Forced Disclosure Demonstrates Low-Income ESCO Customers Pay More

By: Meghan Boland, Esq.

Citing average ESCO cost data made public by the utility under discovery, the Public Utility Law Project (PULP) asserts that the vast majority of low income customers obtaining their supply from an ESCO at National Fuel Gas Distribution (NFGD) in New York paid more than they would have if they had purchased it from the utility.
Specifically, PULP stated that “more than half of the gas volume ESCOs supplied to the Company’s low income customers during the period in question was priced at least 44.6% higher than gas supplied by the Company.”

Last week, an administrative law judge (ALJ) ruled that certain aggregate ESCO cost data, including the information described above, must be produced by NFGD in response to discovery requests by consumer advocates in a current NFGD rate case (Case 16-G-0257). The Public Utility Law Project has since used that information to publish its own data comparing prices of utilities with that of third party energy suppliers. This ruling is significant because it opens the door to PULP – and potentially other parties – seeking similar data from all the utilities. It also is part of a regulatory landscape that is increasingly skeptical of third party retail energy suppliers.

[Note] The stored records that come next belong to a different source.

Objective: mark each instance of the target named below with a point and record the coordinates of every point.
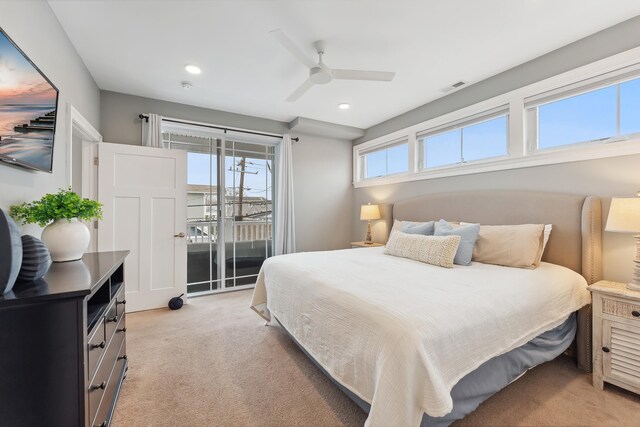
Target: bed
(413, 354)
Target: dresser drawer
(101, 380)
(116, 364)
(96, 346)
(625, 310)
(120, 301)
(111, 319)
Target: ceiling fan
(319, 73)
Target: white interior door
(144, 193)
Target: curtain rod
(146, 119)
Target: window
(600, 114)
(392, 159)
(552, 121)
(465, 143)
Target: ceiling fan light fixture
(192, 69)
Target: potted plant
(64, 235)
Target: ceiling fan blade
(383, 76)
(288, 44)
(302, 89)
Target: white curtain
(152, 131)
(284, 221)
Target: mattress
(400, 334)
(490, 377)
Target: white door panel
(143, 190)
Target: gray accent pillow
(468, 236)
(424, 228)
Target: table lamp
(367, 213)
(624, 217)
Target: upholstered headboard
(575, 241)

The ruling came in response to an August 10 motion submitted by the National Energy Marketers Association (NEMA) to strike certain information requests (IR) served by PULP on National Fuel Gas Distribution. On August 12 and 22, NEMA made additional similar motions, although later withdrew some of its requests.
In ruling against NEMA’s request to keep such information confidential, the ALJ noted that PULP was not seeking information that would reveal specific ESCOs by name or the individual rates but that it was seeking to determine “whether low income funds might be better allocated to better inform customers about the availability of ESCO supply service where the aggregated data may show that ESCO supply offers low income customers better prices or services relative to NFGD’s bundled service.”

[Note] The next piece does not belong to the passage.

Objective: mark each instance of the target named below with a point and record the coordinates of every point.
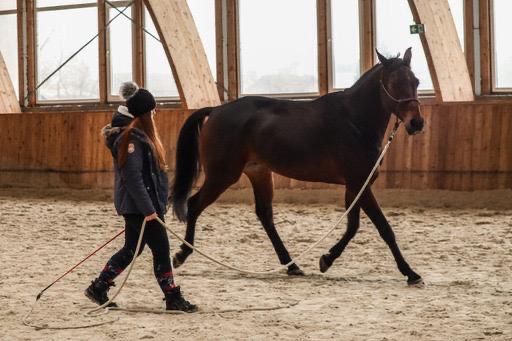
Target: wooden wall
(465, 147)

The information at issue, and which now must be produced, is essentially an aggregate of ESCO charges billed to customers for supply, which will likely be compared to the default service cost.
Additionally, the ALJ cited previous cases where similar information was requested. Noting that “the issues involved in NEMA’s objections are neither unique, nor ones of first impression” he cited to the Niagara Mohawk Power Corporation d/b/a National Grid’s 2012 electric and gas rate cases (12-E-0201 and 12-G-0202), where the Retail Energy Supply Association (RESA) made motions objecting to IRs that requested information similar to those under objection herein by NEMA. In the 2012 case, the ALJ held that the material sought was 1) relevant to the proceeding and thus discoverable, and 2) not withheld from public disclosure as a trade secret under Public Officer’s Law 87(2)(d) and 16 NYCRR 6-1.3.
Thus, while NEMA objected to certain portions of the IRs served on NFGD, on trade secret and relevance grounds, the ALJ noted that since trade secret status was previously denied for similar aggregate data, the ESCO cost data should be required to be produced in this matter as well.

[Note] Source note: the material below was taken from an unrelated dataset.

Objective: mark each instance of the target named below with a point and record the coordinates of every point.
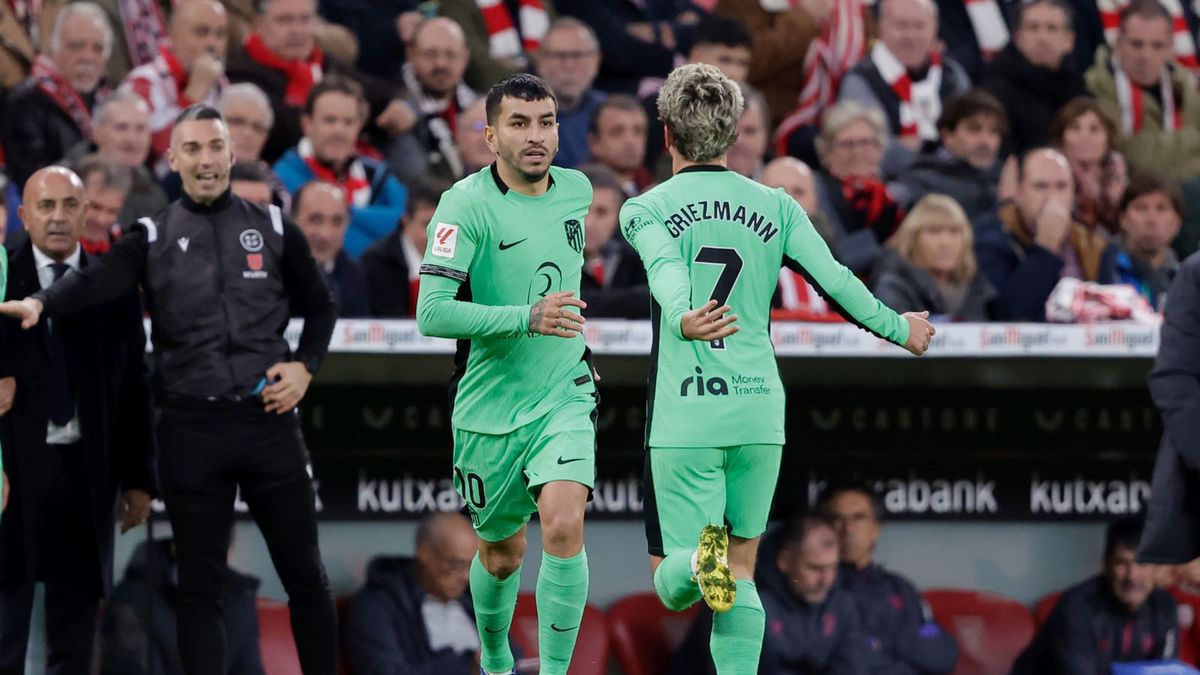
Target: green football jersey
(509, 250)
(709, 233)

As in the 2012 case, the ALJ ruled that individual ESCO names shall not be identified or associated with the charges, ESCO names must be redacted.
This information release comes on the heels of the Commission’s Order Regarding the Provision of Service to Low-Income Customers by Energy Service Companies (Case 12-M-0476 et al.) which established a moratorium on energy service company (“ESCO”) enrollments and renewals of assistance program participants.